Catholiques et anglicans. Entretien avec l’archevêque de Westminster, Cormac Murphy-O’Connor

La Vierge et le chemin de l’unité


Il y a une nouveauté dans le dialogue avec la Communion anglicane. Le texte conjoint sur la Mère de Jésus, Marie: grâce et espérance dans le Christ, fruit du travail de la Commission internationale catholique- anglicane, peut favoriser non seulement le dialogue théologique et ecclésiologique, mais aussi une pratique partagée de piété populaire


par Giovanni Cubeddu


Le cardinal Cormac Murphy-O’Connor devant la cathédrale de Westminster, Londres

Le cardinal Cormac Murphy-O’Connor devant la cathédrale de Westminster, Londres

Le dernier document de l’Arcic (Anglican-Roman Catholic International Commission, Commission internationale catholique-anglicane) intitulé Marie: grâce et espérance dans le Christ a été présenté en mai. Il constitue un pas important dans le dialogue œcuménique entre anglicans et catholiques. Nous en avons parlé avec le cardinal Cormac Murphy-O’Connor, archevêque de Westminster.
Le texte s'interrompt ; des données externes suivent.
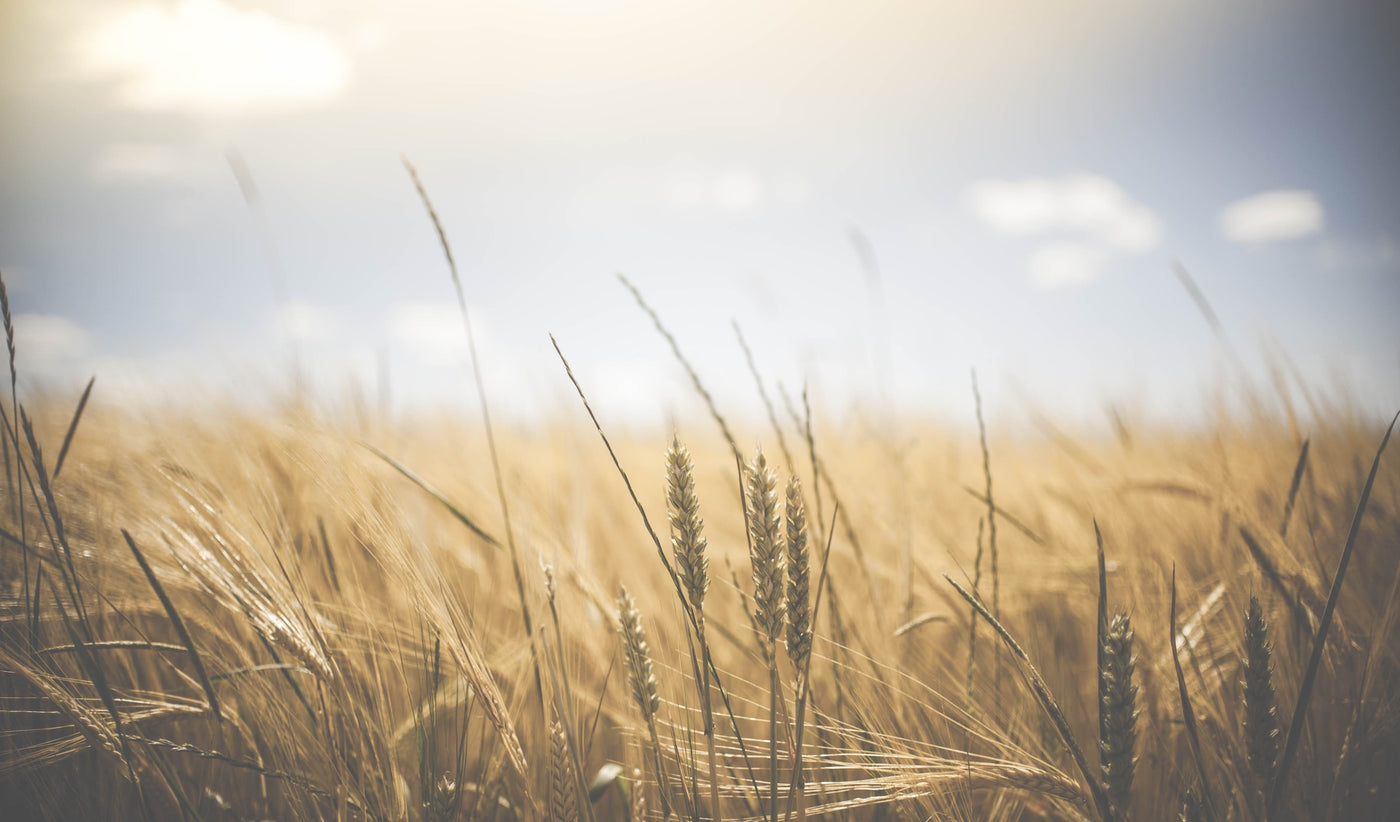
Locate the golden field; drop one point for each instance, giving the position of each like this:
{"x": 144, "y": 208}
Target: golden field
{"x": 237, "y": 615}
Éminence, pourquoi présenter maintenant un texte sur Marie? Quelle est l’importance de ce texte dans le dialogue entre anglicans et catholiques?
CORMAC MURPHY-O’CONNOR: Marie a eu une place importante dans la vie et la liturgie des anglicans et des catholiques. Mais les deux dogmes mariaux de l’Immaculée Conception et de l’Assomption, de même que certaines modalités de dévotion mariale dans l’Église catholique du passé, ont été des motifs de profond désaccord entre les anglicans et les catholiques. Ainsi, tout dialogue sincère – que l’Arcic a toujours promu – entre nos deux Églises devait, tôt ou tard, examiner cette question. L’autre raison que nous avions de parler de Marie est que, au-delà les désaccords au sujet de la Vierge, réapparaît le désaccord sur l’autorité dans l’Église. Je crois que nous devions avant tout avoir une idée claire de ce qu’il y a de différent dans notre conception de l’autorité dans l’Église – comme nous l’avons fait en 1999 avec la déclaration “Le don de l’autorité”, The gift of Authority – avant de commencer à examiner les dogmes eux-mêmes. Ce document veut donc aller au cœur du problème suivant: de quelle façon la compréhension catholique de Marie s’est-elle développée selon l’Écriture et la Tradition?
Quelle réponse le texte apporte-t-il à cette question?
MURPHY-O’CONNOR: La partie que le document consacre à Marie dans l’Écriture est vraiment bien faite et pourrait être utilisée pour l’enseignement. Ce qui ressort de ce texte, c’est une sorte de nouvel accueil de Marie de la part des catholiques comme des anglicans, une compréhension renouvelée des divers aspects de la tradition qui avaient peut-être été oubliés. Ce document aidera beaucoup d’anglicans à récupérer des aspects de la tradition commune qu’ils avaient perdus et à voir combien la dévotion catholique pour Marie, comprise comme il se doit, correspond à la tradition biblique et ecclésiastique authentique. Et je crois qu’il aidera les catholiques à redécouvrir certains des fondements bibliques qui concernent Marie et l’horizon théologique à l’intérieur duquel elle doit être vue. Un horizon qui a été perdu de vue dans certaines formes de dévotion.
C’est un document qui redonne de la fraîcheur à nos deux traditions et qui nous rend plus proches dans la compréhension réciproque.
L’Arcic a étudié de près la tradition mariale de l’Orient (Marie la “Toute Sainte” et la “dormition” de Marie) pour affronter les problèmes qui ont divisé l’Occident. De plus, dans ce texte, on reprend amplement saint Paul.
MURPHY-O’CONNOR: Il est surprenant de voir ce qui peut arriver quand des hommes de foi se rencontrent face à l’Écriture! La Commission a fini par mener une étude très approfondie sur le passage de l’Épître aux Romains 8, 28-30, qui n’est pas spécifiquement un texte marial. Mais il est devenu pour les membres de la Commission une sorte d’instrument d’interprétation qui leur a permis de voir en Marie un modèle de grâce et d’espérance. Marie est révélatrice pour nous de la façon dont Dieu agit avec les hommes. L’Immaculée Conception et l’Assomption donnent un aperçu de la façon dont Dieu agit sur nous par avance, pour nous appeler durant notre vie, et du but auquel Dieu nous exhorte. Ainsi Marie est-elle exemplaire dans l’appel et dans la réponse, et la dévotion que nous avons pour elle peut nous rapprocher de Dieu à travers Jésus-Christ.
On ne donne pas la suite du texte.